Real estate investing has been proven to be one of the only businesses that creates real wealth and has made more millionaires than any other business in history. The reason is because real estate is not just a business, but it is a real and physical asset that is very tough to destroy and if it were to ever be destroyed, there’s insurance to secure. For this and other reasons in this article we will be discussing the topic of real estate investing in larger apartment buildings which can also explain tenant representation services.
Real Estate Investing In Apartment Buildings
There are many different ways to invest in real estate, but one of the most secure and profitable is investing in large apartment buildings. A large apartment building is anything that contains more than sixteen units. You can check these guys out to see for yourself. Lenders see small apartment buildings as duplexes and triplexes, up to five units.

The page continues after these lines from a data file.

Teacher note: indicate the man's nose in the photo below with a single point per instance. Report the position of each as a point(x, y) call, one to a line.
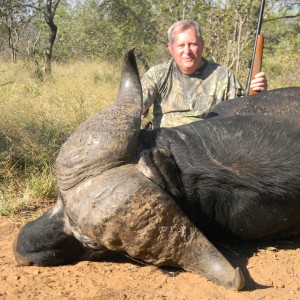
point(187, 49)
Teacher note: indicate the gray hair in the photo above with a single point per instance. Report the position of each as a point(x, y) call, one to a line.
point(182, 26)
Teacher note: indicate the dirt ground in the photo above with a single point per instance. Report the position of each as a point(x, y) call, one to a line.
point(271, 272)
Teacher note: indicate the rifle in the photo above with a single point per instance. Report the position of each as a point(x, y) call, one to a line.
point(256, 61)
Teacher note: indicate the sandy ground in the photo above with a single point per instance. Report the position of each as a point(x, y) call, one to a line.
point(271, 272)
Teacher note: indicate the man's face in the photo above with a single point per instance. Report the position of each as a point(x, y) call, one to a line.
point(186, 50)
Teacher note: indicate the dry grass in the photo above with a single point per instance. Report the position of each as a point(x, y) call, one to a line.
point(36, 117)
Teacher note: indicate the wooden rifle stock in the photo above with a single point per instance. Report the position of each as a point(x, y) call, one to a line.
point(257, 63)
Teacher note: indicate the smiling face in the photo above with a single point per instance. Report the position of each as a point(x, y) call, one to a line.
point(186, 49)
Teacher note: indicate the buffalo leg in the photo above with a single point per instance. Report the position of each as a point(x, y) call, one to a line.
point(48, 241)
point(125, 211)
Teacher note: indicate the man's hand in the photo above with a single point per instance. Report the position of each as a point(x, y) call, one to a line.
point(259, 83)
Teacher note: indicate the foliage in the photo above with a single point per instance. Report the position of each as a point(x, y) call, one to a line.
point(38, 114)
point(36, 117)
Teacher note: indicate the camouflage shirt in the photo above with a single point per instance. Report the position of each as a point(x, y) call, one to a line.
point(180, 99)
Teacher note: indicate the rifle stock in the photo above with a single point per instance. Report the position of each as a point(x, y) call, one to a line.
point(257, 63)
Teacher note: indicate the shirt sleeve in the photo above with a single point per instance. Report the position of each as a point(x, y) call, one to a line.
point(150, 90)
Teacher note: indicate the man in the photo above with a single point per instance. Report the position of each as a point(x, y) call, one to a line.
point(183, 89)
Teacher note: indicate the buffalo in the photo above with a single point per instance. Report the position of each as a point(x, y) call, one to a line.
point(160, 195)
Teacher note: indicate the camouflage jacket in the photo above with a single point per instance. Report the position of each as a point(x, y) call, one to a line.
point(180, 99)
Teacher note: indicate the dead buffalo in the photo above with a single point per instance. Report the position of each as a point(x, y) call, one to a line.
point(158, 195)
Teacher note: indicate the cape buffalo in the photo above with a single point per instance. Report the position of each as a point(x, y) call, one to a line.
point(158, 195)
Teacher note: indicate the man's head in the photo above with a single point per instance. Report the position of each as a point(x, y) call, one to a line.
point(186, 46)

Anything more than five units becomes commercial, as opposed to residential and the rules and regulations change. There are a few reasons why investing in large apartment buildings is a great business choice, and these are the following:
When you put a large deal together you get paid what is called an “acquisition fee”. This fee is anywhere from one to five percent of the total purchase price of the deal. For example, if you put together a ten-million-dollar deal and your investors agree on a three percent acquisition fee, you will be paid a $300,000 check as soon as the deal closes. This is the “instant income” bullet point, and this happens for every deal you put together. If you do your market research correctly, you will find a positive growth everywhere in the market which will create appreciation for your building which can increase its future value by hundreds of thousands, and sometimes millions of dollars.
A large apartment unit is one of the best business to have because your tenants will pay monthly rent and if you manage the income and expenses correctly, you will have a nice amount of positive cashflow to use for whatever you want. Just ask Thomas Mensendiek. Because you have more units than say a triplex, your vacancy percentage is protected. If the owner of the triplex loses a tenant, he or she is now 33% vacant, but if you have a 16-unit building and lose a tenant you’re only 7% vacant. In three to five years you can refinance the property and re-pay your investors and during the term that you hold the property, you can write off everything from unit upgrades, to trips to and from the property. You can simply Google My Business if you want to learn more.
In conclusion in this article we discussed the topic of real estate with an emphasis in investing in larger apartment buildings of sixteen or more units. The reasons why you should focus on these instead of smaller apartment buildings or single-family homes are listed above. They include being able to keep your vacancies low, having large appreciation potential, writing off certain items come tax time, and having the option to refinance in three to five years or once your return on investment (ROI) goal has been met.